Queller spends much of her book on the painful death of her mother, a lively and fashionable woman with an outsize personality. (Declining rapidly, she asked her younger daughter, Danielle, if she would grant her mother's dying wish by marrying her boyfriend. "But no pressure," the mother added. And she insisted on spending one of her last days at the mall, exclaiming: "Pearls and cashmere! And bargains!")
Turning later to her own journey, Queller describes how infuriated she was by the genetic counsellor who, after recounting each terrible statistic, asked: "How does that make you feel?"
It made her feel lousy. For a 35-year-old woman who had yet to find her partner in life, the thought of losing her breasts, an obvious part of her sexual identity, was overwhelming. And the prospect of losing her ovaries was even more daunting because she'd always wanted to bear children.
For every woman, the calculation is different, emphasizes Dr.
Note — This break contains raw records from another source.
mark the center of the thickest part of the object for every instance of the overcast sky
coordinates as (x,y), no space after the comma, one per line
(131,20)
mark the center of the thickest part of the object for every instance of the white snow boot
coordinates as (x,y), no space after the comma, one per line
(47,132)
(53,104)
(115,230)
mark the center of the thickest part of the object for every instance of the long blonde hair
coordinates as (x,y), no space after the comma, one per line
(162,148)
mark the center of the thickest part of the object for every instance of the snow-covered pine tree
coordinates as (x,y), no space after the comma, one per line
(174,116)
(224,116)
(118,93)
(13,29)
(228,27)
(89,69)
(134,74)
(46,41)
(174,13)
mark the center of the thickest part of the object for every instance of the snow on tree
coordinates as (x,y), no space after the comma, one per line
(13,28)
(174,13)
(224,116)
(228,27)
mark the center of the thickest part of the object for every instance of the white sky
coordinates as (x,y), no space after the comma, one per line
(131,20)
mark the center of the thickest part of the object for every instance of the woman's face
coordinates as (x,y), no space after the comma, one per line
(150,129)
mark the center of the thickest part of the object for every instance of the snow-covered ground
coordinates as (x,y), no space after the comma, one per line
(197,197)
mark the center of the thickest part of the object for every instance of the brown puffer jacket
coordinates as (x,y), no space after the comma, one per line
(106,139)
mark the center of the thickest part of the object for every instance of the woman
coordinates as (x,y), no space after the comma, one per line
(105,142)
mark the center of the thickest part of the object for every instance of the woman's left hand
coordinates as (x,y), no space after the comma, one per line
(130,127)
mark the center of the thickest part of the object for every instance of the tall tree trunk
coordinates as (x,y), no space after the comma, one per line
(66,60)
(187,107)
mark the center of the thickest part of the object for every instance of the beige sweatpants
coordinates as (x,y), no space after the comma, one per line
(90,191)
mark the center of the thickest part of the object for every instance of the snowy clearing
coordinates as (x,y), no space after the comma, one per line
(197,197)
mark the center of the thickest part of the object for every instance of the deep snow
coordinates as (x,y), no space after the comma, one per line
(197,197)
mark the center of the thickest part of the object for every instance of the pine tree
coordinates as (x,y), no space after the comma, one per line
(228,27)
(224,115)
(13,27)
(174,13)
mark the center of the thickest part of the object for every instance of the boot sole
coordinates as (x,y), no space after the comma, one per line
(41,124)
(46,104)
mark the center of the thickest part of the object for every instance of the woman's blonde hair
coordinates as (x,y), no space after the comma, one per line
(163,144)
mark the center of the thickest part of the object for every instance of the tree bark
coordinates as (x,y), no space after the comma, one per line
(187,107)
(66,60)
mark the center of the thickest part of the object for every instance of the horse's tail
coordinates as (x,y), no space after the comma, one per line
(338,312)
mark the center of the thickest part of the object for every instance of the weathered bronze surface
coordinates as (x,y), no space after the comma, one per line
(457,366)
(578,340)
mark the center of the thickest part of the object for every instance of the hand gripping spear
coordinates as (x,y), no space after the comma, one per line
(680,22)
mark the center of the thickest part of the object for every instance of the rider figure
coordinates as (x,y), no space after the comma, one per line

Judy Garber, director of the Cancer Risk and Prevention Program at Dana-Farber. Testing is not for everyone, she notes, and timing is crucial.
"If you're 27, single, with no kids, it's not clear that knowing all this would be helpful," Garber says. "You can't control whether the test is positive or negative, but you can control when it's time to know."
Still, she says, increasingly, more people want to know.
"The goal is to empower people to take control of their lives and not wait for cancer," Garber says. "People find a way to put this information into their lives and go on - hopefully without cancer."